It's one thing to stumble upon one cool old car. It's quite another to fall into an unheralded cache from the personal collection of Carroll Shelby. CarGuyDad's Kamil Kaluski explains. — Ed.

While driving around Boulder, Colo., my wife noticed a sign that said "Car Museum." Thinking that it was just another collection of random cars, I did not make much of it. When we arrived at the art museum we were going to, I inquired about the car museum and was informed that "The Shelby Museum is open only on Saturdays until 4pm"… [moment of silence]… "Excuse me? Shelby? As in Carroll Shelby?" I asked while looking at my watch, which indicated 3:27pm. On a Saturday.


Five minutes later, to the protest of our daughter, we arrived at a very nondescript warehouse building. So nondescript in fact, that we drove by it three times without noticing it; the only clue to the museum was a small banner on the building. Thankfully all that changed once we stepped inside.

Where I was expecting perhaps one or two cars and some memorabilia, I was greeted by dozens of Shelby vehicles of various vintage and models. In total there were approximately forty cars on display, predominately Cobras. From the early British AC Cobras, prototypes, to street 427s, to historic race cars, all were present. 1960s Mustangs were also in abundance, including the King Road. Several GT40s, one of which included a black 1966 LeMans racer.

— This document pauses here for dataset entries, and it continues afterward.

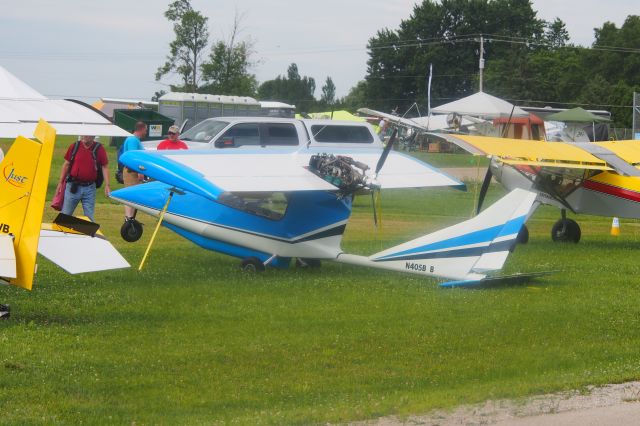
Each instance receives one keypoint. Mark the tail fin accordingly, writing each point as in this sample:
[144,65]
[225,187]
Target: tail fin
[468,250]
[24,177]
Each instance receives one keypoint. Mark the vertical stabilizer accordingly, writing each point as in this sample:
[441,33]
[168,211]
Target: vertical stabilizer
[23,189]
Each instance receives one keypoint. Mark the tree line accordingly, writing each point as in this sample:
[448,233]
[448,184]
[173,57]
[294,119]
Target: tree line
[225,70]
[528,61]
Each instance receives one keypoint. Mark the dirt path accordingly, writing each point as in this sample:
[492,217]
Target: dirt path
[617,405]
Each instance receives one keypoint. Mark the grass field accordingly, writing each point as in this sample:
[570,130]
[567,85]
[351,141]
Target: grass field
[192,340]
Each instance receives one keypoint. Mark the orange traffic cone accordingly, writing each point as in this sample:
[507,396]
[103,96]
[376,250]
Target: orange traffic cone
[615,227]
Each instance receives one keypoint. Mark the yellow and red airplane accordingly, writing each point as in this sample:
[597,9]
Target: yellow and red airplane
[72,243]
[595,178]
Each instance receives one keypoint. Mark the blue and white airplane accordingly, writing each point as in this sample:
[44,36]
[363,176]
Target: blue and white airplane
[268,207]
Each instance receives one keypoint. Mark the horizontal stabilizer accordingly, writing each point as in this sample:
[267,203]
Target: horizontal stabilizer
[494,281]
[7,257]
[79,253]
[470,249]
[68,223]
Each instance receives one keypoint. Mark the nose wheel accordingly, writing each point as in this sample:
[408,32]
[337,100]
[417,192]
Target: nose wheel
[252,265]
[566,231]
[131,230]
[303,262]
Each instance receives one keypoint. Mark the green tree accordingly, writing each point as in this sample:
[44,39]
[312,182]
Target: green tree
[185,51]
[227,70]
[444,34]
[556,33]
[292,89]
[157,95]
[357,97]
[328,96]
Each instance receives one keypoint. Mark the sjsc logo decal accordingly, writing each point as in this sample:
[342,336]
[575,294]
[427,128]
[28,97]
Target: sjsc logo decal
[12,177]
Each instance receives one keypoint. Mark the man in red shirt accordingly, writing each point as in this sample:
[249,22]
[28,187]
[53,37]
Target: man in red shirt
[80,171]
[173,141]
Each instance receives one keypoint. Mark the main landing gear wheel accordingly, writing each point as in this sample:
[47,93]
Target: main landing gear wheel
[523,235]
[251,264]
[566,231]
[131,230]
[303,262]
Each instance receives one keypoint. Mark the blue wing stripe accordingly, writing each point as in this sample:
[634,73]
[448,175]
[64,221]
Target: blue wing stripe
[475,237]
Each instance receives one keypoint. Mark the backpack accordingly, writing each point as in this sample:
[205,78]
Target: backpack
[94,154]
[120,170]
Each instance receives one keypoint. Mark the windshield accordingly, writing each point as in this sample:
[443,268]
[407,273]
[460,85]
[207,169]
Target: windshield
[204,131]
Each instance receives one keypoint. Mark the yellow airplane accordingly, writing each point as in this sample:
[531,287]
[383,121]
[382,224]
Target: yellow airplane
[595,178]
[72,243]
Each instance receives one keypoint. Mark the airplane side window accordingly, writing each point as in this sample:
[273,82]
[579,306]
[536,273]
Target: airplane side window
[281,134]
[268,205]
[243,134]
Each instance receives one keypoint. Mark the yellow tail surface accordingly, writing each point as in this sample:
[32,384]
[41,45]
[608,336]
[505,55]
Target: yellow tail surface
[24,177]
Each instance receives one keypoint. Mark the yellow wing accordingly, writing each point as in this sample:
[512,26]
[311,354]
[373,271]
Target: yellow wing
[610,156]
[629,151]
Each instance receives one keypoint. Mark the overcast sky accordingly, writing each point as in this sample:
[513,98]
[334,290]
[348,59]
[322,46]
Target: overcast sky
[91,49]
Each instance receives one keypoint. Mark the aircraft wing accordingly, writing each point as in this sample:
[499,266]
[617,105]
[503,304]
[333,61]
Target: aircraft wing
[589,156]
[211,173]
[406,122]
[20,117]
[76,252]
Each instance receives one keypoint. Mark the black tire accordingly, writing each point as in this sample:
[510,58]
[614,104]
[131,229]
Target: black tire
[523,235]
[566,231]
[131,230]
[252,264]
[303,262]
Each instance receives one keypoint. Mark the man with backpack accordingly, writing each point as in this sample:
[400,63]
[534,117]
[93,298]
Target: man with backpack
[85,168]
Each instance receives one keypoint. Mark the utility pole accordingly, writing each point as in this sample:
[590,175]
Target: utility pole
[636,112]
[481,59]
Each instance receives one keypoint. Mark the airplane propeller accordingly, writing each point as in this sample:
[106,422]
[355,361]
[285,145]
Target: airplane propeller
[385,152]
[375,189]
[484,188]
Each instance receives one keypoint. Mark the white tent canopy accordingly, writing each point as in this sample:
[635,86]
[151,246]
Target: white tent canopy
[440,122]
[481,105]
[21,107]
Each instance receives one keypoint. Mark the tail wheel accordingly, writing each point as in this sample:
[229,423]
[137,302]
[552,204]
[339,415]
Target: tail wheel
[566,231]
[131,230]
[251,264]
[303,262]
[523,235]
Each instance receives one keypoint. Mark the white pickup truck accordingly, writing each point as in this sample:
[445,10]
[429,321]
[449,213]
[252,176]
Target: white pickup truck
[267,132]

Other rare cars included a race Ferrari that was driven by Carroll and Phil Hill (amongst other drivers) and Pete Brock's Falcon wagon with a bunch Shelby bits on it, including a healthy race-spec 289. The Falcon was the company's parts getter and tow vehicle, and to me the most interesting vehicle there. Also present was one red Daytona Coupe.

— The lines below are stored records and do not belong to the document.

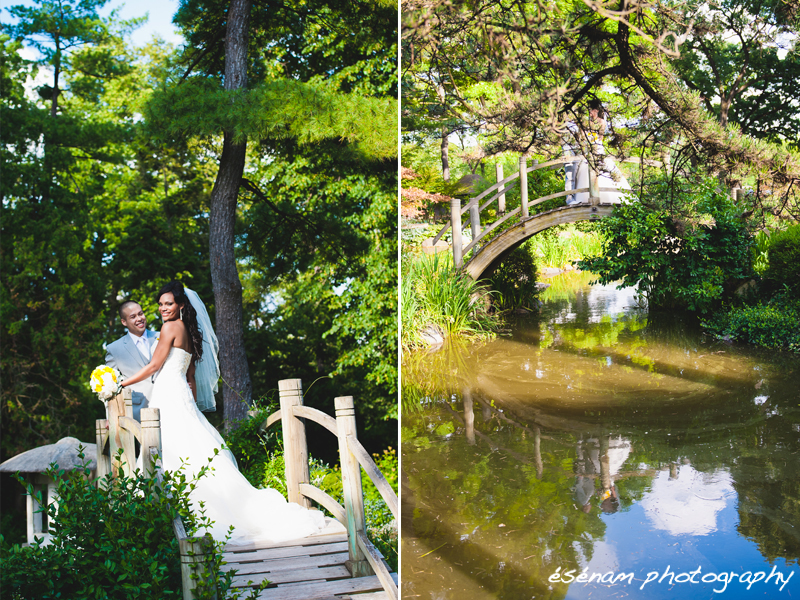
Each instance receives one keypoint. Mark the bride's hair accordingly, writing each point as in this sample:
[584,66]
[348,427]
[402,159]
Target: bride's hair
[189,316]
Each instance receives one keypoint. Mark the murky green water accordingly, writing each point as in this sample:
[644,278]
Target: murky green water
[593,439]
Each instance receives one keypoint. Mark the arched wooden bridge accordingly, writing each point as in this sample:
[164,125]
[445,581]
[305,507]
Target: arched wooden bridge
[526,225]
[338,562]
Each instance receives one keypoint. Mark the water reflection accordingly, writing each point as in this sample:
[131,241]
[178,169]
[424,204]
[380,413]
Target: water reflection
[587,440]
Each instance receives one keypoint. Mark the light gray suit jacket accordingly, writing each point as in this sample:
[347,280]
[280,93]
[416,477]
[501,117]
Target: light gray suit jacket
[125,356]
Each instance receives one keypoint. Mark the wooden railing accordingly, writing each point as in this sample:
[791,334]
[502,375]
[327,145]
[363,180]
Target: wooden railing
[119,432]
[497,193]
[365,559]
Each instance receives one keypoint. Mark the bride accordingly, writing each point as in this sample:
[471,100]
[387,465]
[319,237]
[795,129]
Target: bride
[186,363]
[609,175]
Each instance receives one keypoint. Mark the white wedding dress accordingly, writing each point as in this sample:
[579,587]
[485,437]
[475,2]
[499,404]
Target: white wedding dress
[188,440]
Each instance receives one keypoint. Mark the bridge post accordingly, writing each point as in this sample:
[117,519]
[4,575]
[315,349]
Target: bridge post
[523,185]
[151,437]
[594,187]
[475,222]
[455,226]
[295,446]
[501,200]
[103,457]
[120,438]
[351,487]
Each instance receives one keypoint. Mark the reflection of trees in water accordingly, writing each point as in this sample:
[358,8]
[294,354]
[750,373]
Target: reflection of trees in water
[481,481]
[767,480]
[474,466]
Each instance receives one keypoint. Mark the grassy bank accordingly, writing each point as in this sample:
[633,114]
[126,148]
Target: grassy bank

The areas surrounding the cars were filled with parts such as wheels and body panels. There was also the DOHC V8 Indy engine with exhaust manifolds coming out of the middle of the V. More Shelby performance parts and body parts were attached to the walls… I think I could built my own GT40 out of them. The rest of space was filled with automotive memorabilia and a bar.

Due to my limited time of twenty minutes I was not able to do more than get some pictures. I briefly chatted with the museum patron about some of the cars but in the end I have no idea why a Texan whose company headquarters are in Las Vegas would have a museum in Boulder. Check out the museum's website where you will find the details on the collection. If you happen to find yourself in the Denver/Boulder area this museum is not to be missed.